Many of these assets have been held by local families for generations and are now coming to market. Tucker called it “a very fragmented industry from the standpoint of the strip centers,” describing a wave of owners no longer interested in owning and managing their assets or lacking succession plans. That churn has opened the door for well-capitalized operators to modernize tired properties without overspending on construction.
“Construction costs are starting to stabilize, but are much higher than pre-pandemic,” Margosian said. “It makes development returns very difficult and even poses challenges to re-tenanting spaces, especially large boxes.”
Data backs that up: only about 600,000 square feet delivered through the first half of 2025, and roughly 78 percent of projects were pre-leased before completion — clear evidence of developers’ caution and tenants’ commitment to physical retail.
Limited new supply, in turn, sustains rents for existing centers — keeping occupancy high and concessions modest in the best corridors.

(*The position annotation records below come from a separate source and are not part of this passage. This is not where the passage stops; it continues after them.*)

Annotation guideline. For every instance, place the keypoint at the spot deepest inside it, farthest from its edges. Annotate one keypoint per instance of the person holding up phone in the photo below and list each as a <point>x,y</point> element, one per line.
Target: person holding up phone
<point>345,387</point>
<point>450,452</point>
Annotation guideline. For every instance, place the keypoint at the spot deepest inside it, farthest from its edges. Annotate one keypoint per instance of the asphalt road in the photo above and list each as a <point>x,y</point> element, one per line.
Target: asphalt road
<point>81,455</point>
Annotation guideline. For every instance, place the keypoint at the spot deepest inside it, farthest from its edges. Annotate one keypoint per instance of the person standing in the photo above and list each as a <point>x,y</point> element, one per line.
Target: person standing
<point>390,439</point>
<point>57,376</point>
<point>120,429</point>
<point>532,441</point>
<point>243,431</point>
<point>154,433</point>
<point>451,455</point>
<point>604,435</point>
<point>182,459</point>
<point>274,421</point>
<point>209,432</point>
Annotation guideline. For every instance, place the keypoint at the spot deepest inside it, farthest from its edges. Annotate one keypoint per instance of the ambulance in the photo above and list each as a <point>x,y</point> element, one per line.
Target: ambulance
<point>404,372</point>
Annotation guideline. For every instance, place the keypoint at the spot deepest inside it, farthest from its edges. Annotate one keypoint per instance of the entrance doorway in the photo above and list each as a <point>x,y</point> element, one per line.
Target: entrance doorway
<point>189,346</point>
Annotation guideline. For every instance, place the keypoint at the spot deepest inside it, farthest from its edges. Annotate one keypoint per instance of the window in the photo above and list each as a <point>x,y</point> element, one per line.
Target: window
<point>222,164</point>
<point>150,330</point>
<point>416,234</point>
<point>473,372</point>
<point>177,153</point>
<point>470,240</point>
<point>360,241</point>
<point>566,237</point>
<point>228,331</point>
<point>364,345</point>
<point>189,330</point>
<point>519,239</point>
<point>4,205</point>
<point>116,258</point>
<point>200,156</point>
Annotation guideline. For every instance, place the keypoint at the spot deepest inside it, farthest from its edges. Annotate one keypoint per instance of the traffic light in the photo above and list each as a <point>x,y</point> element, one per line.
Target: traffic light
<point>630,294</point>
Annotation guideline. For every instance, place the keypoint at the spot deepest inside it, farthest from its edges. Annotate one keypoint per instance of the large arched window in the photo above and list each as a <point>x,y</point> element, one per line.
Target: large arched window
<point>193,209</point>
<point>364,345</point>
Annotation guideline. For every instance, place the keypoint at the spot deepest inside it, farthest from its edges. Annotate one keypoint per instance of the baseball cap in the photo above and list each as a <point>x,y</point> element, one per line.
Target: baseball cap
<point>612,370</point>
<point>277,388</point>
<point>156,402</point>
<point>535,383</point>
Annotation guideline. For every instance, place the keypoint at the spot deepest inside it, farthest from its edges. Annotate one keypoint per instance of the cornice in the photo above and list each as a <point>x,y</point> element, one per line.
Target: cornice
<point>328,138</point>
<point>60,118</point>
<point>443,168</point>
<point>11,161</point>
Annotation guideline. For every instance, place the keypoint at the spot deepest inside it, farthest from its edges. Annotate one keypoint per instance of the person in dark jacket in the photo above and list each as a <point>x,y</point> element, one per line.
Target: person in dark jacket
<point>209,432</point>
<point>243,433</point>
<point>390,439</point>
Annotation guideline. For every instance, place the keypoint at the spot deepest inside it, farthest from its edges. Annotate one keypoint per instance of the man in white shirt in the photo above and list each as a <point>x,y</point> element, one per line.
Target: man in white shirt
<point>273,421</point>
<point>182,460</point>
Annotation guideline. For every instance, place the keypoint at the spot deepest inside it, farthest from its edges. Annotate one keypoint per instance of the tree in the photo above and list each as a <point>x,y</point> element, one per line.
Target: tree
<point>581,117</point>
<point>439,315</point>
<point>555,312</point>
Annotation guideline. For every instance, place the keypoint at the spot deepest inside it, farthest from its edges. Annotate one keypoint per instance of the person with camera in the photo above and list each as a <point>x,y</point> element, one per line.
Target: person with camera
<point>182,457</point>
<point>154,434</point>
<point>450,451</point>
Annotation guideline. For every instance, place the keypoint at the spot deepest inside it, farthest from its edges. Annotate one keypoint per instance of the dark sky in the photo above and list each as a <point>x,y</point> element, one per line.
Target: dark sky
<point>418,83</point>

Retail performance across categories reflects those same consumer habits. Margosian said “service and medtail seem to continue to be strong users,” while the rise of resale and consignment stores shows how younger buyers favor value and uniqueness over labels.
“We believe this trend will continue with Millennials, many of whom are motivated by experiences and unique items vs. ‘brand names,’” Margosian said.
For Tucker, necessity retail isn’t just a short-term play — it’s a cornerstone of a long-term portfolio strategy. His firm’s past developments — District 1860 in Lincolnwood and The Henry in Skokie — combine multifamily living with essential retail, reflecting how urban convenience now drives suburban design.
“We see it as an exciting place to be,” Tucker said. “It’s one of the pieces of our puzzle that we think is important, and we’re focusing on it.”
As JLL notes, the market is trending toward equilibrium as supply stays muted and occupier demand remains steady — a setup that rewards patient ownership and hands-on leasing. Despite persistent narratives about the city’s fiscal challenges, both leaders share a pragmatic optimism rooted in experience.
“The reality of Chicago vs. the perception will continue to provide opportunities for people who really know the market,” Margosian said. “Chicago remains a major metropolitan center where people want to live, work and play.”
And in that reality, the humble strip center looks less like yesterday’s format and more like tomorrow’s cash flow.